This is the footprint January has in the culture. If your social media feed is anything like mine, every third advertisement is for Dry January (“you drink too much!”) or for a gym or workout plan (“you’re too fat!”) or for some kind of miscellaneous wellness program (“you’re not optimizing your keto cold-plunge yoga!”). January is where we front load our self-betterment. Change your life. All or nothing.

The NA Piña Colada (a.k.a. Piña Nolada, a.k.a. the Piña Co-nada) is here to say “calm down,” here to mitigate these absolutist urges. To suggest that it’s enough to achieve your goals one at a time, and that perhaps the reason it can be so hard to stick with it is that you’re trying to do everything at once. I am not claiming that this will change your life—I have no wellness subscription to sell you, after all—but I am saying that a well-made NA Piña Colada will take the sting out of a Dry January, and really January in general. 
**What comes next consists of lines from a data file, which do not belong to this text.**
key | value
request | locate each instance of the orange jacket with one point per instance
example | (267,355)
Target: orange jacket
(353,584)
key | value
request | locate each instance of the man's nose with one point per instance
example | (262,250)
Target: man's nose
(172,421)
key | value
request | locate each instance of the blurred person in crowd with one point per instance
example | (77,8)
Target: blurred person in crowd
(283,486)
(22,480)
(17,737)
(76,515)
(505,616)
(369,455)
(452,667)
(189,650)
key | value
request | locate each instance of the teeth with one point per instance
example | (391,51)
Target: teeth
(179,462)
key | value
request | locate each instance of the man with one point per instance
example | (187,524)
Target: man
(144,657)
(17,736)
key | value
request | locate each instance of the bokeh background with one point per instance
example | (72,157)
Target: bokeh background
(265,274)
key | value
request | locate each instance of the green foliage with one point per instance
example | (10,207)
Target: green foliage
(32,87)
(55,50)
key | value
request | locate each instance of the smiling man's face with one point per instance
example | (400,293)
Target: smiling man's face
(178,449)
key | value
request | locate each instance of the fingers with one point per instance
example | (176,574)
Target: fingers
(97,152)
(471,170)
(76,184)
The problem with non-alcoholic cocktails as a category is that they tend to be a little thin. Alcohol has a signature bite on the palate, and absent that, NA cocktails tend to taste just like prettied up fruit juice. One way around this is bitterness, which bites in a similar way to alcohol. Another is carbonation, which has an echo of that as well. But a much more crowd-pleasing way is through richness, even decadence, and this is where the Piña Colada comes in. 

The Piña Colada is our most transporting cocktail. It could be sleeting outside, but if you have a Piña Colada, you’re reclining on a beach until the straw makes its sad slurpy sounds at the bottom of the ice. The rum has a role in this, of course, but it’s not the magic; the magic is the combination of coconut cream, pineapple, and lime. When else are you having pineapple juice, let alone coconut? These flavors are their own special occasion, and it’s their combination that ferries you off to tropical climes. 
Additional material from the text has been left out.